I got together today with awesome friend and colleague, Elizabeth, for a little bit of shop talk. One of the common issues we found between us is our clients’ desires for wanting their dogs’ behaviour problems fixed now. In one session. And after that session, they will never have to train their dogs again.
Even 4 years ago, as I reminisced about my puppy and tweaky tween classes in Whistler, I had students falling over themselves to find new things to train their dogs to do. Every week, they went home and returned with a new trick, a new victory, and a new goal. These people were relentless. But in just a few short years, we have become a society of instant gratification – one button click gets us new information, and that is reinforcing. So we click that button again and again and 20 minutes and 200 button presses have gone by (our phones/tablets/laptops have turned us into Skinner’s rats). I can drive up in my car, order a wonderful beverage from Starbucks, drive 50 feet, and it is in my hot little hand. There is even some mobile app now that I could order with so I could skip the first step and just walk in the store, get the beverage, and walk out. That’s a big reward for little work (although I did have to part with $6). Fast, easy and highly reinforcing.
Let’s combine this with how easy it is to acquire a dog – you can go on your local internet classified ads and have a puppy the next day. No problem. No one is going to ask you how tall your fence is, how many hours a day you work, and how you plan to train your puppy. Just like Starbucks, you can basically drive to the puppies/dogs/adoption event, hand over some money, and leave with your dog. Instant gratification. You may even be able to get a certain colour, gender, or fur type – you can customize your puppy.
I am sure for many people, it may be smooth sailing from here on out – those of us who are on the 3rd, 4th, 10th dog know what we’re in for. We have researched reputable breeders and/or rescues, already trained dogs, been involved in training classes or dog sports, ridden the highs and lows of behaviour modification, and we know that we get our gratification every day from those small successes – the movement of a hind leg while learning rear end awareness, the eye contact before heading out to play.
But for others comes the frustration – why doesn’t my dog listen to me? why doesn’t my dog come when called? Why does my dog lunge at other dogs on the street when we go for our one walk per week (because we’re too busy to go for walks)? I don’t have a magic answer – I probably can’t fix your problem in an hour.

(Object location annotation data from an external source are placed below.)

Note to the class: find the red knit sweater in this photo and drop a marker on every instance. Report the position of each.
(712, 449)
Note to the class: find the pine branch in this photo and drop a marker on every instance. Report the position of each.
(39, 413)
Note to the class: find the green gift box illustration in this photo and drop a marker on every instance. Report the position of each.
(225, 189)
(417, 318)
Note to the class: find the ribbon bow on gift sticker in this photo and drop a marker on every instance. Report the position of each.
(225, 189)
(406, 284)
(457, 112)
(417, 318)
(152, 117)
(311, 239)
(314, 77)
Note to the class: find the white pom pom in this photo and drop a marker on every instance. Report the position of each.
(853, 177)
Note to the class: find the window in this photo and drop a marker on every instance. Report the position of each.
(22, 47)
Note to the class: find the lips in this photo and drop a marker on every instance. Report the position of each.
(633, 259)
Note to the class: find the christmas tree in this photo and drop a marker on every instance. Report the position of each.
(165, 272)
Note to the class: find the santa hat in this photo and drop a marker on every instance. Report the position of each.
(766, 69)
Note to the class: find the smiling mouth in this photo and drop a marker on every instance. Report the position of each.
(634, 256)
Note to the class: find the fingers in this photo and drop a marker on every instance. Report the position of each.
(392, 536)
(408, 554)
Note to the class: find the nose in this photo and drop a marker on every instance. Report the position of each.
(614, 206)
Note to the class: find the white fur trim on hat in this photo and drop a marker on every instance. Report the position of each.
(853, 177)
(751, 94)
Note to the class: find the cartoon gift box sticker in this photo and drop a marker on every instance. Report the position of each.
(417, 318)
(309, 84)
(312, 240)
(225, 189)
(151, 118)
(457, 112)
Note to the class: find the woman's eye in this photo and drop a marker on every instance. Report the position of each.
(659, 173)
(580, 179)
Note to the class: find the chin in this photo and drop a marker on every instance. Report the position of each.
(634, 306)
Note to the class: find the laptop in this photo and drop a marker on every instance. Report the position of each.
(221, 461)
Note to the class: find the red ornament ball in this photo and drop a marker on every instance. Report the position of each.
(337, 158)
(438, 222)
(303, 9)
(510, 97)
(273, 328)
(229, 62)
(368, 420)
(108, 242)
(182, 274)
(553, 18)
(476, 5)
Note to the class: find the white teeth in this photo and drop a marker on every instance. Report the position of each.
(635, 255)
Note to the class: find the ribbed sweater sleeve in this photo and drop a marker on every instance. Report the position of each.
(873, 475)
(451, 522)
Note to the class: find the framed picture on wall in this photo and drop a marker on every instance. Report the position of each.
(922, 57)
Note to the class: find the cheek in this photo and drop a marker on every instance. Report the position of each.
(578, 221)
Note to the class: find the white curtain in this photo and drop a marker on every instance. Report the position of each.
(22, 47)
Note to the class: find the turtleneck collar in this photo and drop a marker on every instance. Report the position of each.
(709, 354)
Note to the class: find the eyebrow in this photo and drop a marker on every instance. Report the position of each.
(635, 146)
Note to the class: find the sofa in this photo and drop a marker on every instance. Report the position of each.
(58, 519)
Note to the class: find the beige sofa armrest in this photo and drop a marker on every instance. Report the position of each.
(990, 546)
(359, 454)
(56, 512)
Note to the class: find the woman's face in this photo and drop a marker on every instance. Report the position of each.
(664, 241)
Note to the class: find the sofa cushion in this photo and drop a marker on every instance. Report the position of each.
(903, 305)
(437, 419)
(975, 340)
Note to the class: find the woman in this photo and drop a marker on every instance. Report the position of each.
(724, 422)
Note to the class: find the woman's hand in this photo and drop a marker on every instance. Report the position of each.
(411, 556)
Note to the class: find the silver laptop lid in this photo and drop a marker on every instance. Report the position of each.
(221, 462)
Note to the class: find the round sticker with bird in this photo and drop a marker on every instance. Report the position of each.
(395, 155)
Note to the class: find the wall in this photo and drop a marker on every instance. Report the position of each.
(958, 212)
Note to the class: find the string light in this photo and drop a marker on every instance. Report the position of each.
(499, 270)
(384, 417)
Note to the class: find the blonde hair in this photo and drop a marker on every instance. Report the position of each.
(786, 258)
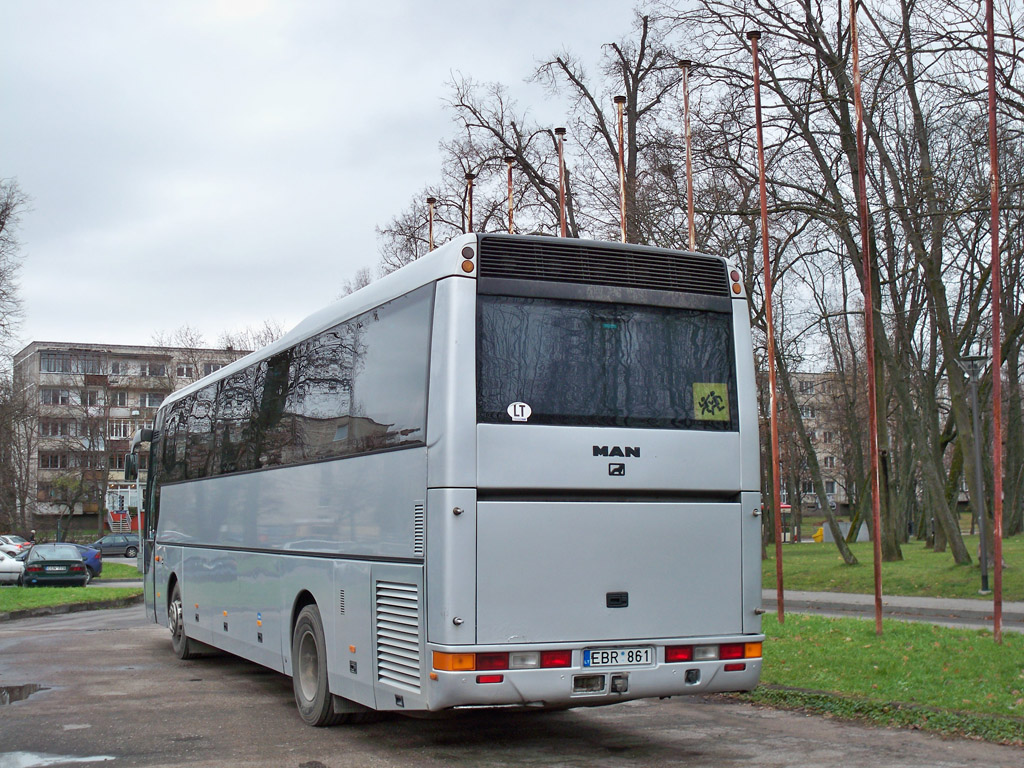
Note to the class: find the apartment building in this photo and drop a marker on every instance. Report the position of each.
(86, 401)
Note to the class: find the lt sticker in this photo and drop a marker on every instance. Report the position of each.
(711, 402)
(519, 412)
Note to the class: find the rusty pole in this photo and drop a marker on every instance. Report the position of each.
(430, 221)
(560, 132)
(776, 486)
(872, 410)
(993, 156)
(509, 160)
(469, 199)
(620, 105)
(685, 65)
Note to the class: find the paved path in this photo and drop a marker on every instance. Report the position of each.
(952, 611)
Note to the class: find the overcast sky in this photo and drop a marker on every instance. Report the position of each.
(219, 163)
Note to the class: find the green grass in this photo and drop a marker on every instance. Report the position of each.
(118, 571)
(914, 675)
(818, 567)
(20, 598)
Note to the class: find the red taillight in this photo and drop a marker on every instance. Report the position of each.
(492, 660)
(731, 650)
(679, 653)
(551, 658)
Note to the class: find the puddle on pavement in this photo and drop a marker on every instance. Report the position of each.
(39, 760)
(11, 693)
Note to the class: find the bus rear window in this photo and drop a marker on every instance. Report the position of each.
(590, 364)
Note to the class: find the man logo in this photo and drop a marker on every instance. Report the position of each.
(630, 452)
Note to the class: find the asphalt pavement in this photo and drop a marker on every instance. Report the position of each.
(948, 611)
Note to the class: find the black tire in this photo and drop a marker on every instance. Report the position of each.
(183, 647)
(309, 681)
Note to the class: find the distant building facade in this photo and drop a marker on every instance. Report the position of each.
(86, 401)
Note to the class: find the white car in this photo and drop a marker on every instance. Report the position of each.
(10, 569)
(12, 545)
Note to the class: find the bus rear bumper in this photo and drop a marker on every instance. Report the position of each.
(581, 687)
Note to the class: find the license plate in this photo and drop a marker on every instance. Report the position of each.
(619, 656)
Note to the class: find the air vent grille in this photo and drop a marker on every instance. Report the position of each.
(419, 528)
(564, 260)
(398, 635)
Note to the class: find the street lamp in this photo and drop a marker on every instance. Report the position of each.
(974, 367)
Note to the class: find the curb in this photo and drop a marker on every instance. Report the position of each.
(52, 610)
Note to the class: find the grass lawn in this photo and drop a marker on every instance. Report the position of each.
(19, 598)
(818, 567)
(914, 675)
(118, 571)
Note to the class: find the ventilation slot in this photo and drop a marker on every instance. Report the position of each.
(398, 635)
(419, 528)
(563, 260)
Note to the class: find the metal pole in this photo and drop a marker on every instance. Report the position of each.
(430, 221)
(976, 368)
(620, 105)
(776, 486)
(469, 198)
(509, 160)
(684, 65)
(560, 132)
(872, 409)
(993, 160)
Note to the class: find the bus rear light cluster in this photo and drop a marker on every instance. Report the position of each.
(532, 659)
(724, 651)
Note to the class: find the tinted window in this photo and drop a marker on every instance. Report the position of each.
(357, 387)
(592, 364)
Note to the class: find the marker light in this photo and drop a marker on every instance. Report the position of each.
(679, 653)
(551, 658)
(492, 660)
(731, 650)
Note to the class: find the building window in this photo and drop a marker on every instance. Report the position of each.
(49, 396)
(53, 461)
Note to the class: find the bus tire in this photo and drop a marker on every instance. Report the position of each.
(183, 647)
(309, 681)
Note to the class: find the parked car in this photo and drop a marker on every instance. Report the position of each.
(118, 544)
(10, 568)
(54, 565)
(11, 544)
(93, 559)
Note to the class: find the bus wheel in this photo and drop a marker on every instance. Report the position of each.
(176, 622)
(309, 670)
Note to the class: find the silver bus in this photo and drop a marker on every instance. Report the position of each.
(521, 471)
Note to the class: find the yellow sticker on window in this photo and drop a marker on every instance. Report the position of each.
(711, 402)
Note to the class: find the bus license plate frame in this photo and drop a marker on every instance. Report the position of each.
(636, 655)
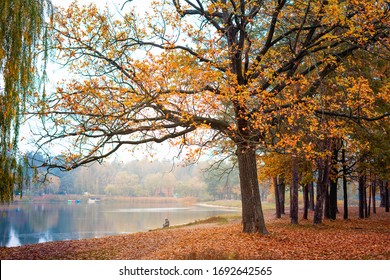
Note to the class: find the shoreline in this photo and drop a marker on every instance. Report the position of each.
(223, 239)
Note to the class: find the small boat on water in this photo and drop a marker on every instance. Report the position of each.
(93, 200)
(73, 201)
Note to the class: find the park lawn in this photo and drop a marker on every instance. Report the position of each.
(222, 238)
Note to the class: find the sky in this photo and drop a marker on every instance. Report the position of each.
(55, 74)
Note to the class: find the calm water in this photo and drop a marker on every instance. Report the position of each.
(36, 223)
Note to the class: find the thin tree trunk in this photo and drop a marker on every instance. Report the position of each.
(252, 212)
(277, 197)
(387, 202)
(382, 194)
(345, 190)
(322, 181)
(311, 196)
(361, 195)
(305, 200)
(282, 194)
(294, 190)
(333, 185)
(327, 202)
(373, 195)
(369, 198)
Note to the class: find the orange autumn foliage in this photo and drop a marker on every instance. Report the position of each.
(345, 240)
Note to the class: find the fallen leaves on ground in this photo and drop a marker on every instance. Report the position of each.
(351, 239)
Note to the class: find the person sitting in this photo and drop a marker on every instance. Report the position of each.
(166, 224)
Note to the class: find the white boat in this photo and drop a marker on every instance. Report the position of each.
(93, 200)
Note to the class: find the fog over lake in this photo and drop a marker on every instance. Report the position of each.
(29, 223)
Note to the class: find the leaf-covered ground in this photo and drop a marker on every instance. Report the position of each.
(352, 239)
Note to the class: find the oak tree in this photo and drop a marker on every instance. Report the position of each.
(201, 74)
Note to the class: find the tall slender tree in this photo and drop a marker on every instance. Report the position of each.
(212, 72)
(22, 26)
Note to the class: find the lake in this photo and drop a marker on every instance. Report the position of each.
(29, 223)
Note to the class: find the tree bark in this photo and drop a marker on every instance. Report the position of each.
(305, 200)
(345, 191)
(311, 196)
(326, 203)
(362, 187)
(282, 195)
(333, 185)
(294, 190)
(252, 212)
(277, 197)
(322, 181)
(387, 202)
(373, 195)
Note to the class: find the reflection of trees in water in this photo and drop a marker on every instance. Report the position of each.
(5, 228)
(33, 223)
(29, 223)
(43, 217)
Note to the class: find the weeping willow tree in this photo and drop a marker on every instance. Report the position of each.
(22, 27)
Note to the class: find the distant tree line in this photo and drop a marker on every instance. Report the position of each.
(138, 178)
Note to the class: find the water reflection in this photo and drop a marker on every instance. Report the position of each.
(36, 223)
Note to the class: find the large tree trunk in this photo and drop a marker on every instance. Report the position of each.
(294, 190)
(252, 212)
(277, 197)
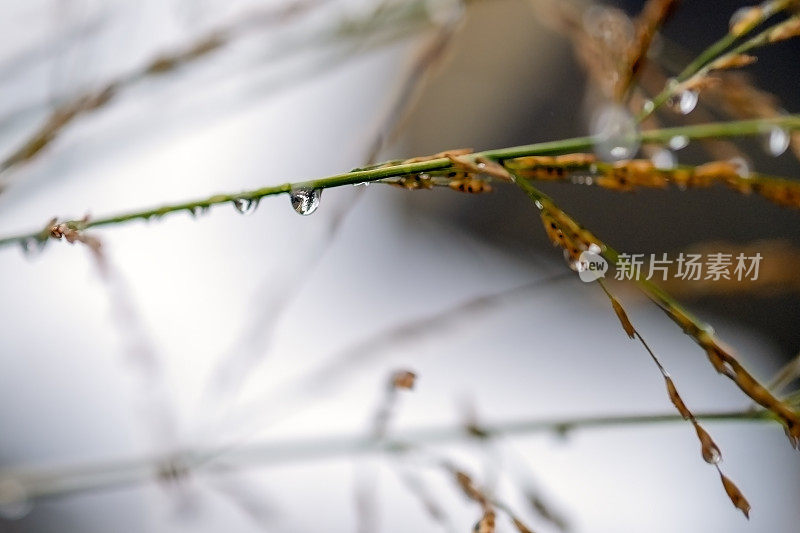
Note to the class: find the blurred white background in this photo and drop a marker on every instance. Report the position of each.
(207, 322)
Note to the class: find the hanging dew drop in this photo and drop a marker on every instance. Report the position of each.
(32, 246)
(616, 134)
(305, 201)
(777, 141)
(711, 455)
(574, 264)
(663, 159)
(245, 206)
(684, 102)
(679, 142)
(14, 500)
(742, 166)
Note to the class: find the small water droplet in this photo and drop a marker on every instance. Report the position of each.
(684, 102)
(678, 142)
(742, 166)
(711, 455)
(777, 141)
(245, 206)
(663, 159)
(305, 201)
(574, 264)
(738, 16)
(616, 134)
(14, 500)
(32, 246)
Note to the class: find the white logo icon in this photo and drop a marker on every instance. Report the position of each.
(591, 266)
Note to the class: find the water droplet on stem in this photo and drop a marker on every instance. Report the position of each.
(245, 206)
(678, 142)
(685, 101)
(616, 132)
(305, 201)
(777, 141)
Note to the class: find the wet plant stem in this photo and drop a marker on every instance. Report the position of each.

Dog training (any animal training) and behaviour modification take time – time that consists of
consistency, repetition, timing, patience and thoughtfulness. This time will need to occur again, likely in the same day. And again tomorrow and the next day. I used to tell people to train on commercial breaks – 2 minute increments of time that are ideal for a training session. Those commercial breaks are gone. How about when you are making your morning coffee? Oh, the Keurig only takes 10 seconds. Your dog isn’t working out for you – there is no updated version coming out in 6 months. Apple isn’t going to fix the bug for you. You cannot download a new version overnight.
I have no quick answer to this question – when is my dog going to be fixed? All of my answers start with “it depends….” A lot of it depends on the owner and how much work she/he is willing to put in. I put a lot of work into my dogs – all of my dogs – because I enjoy it, and I will help all of my clients put a ton of work into their dogs, but I won’t do it for them (because having me come and live with you is out of the question). Until we start enjoying the process and stop pushing buttons all day, I’m a little worried about our relationships with our dogs. This is likely why I live in my bubble of training and books – I make my coffee with a French press (it takes more than 5 minutes!!), I turn off the data on my phone, and I don’t binge watch TV series. Maybe I’m an anomaly but I would rather spend my time with my dogs – training, communicating and learning. Not with a computer screen but with my dogs.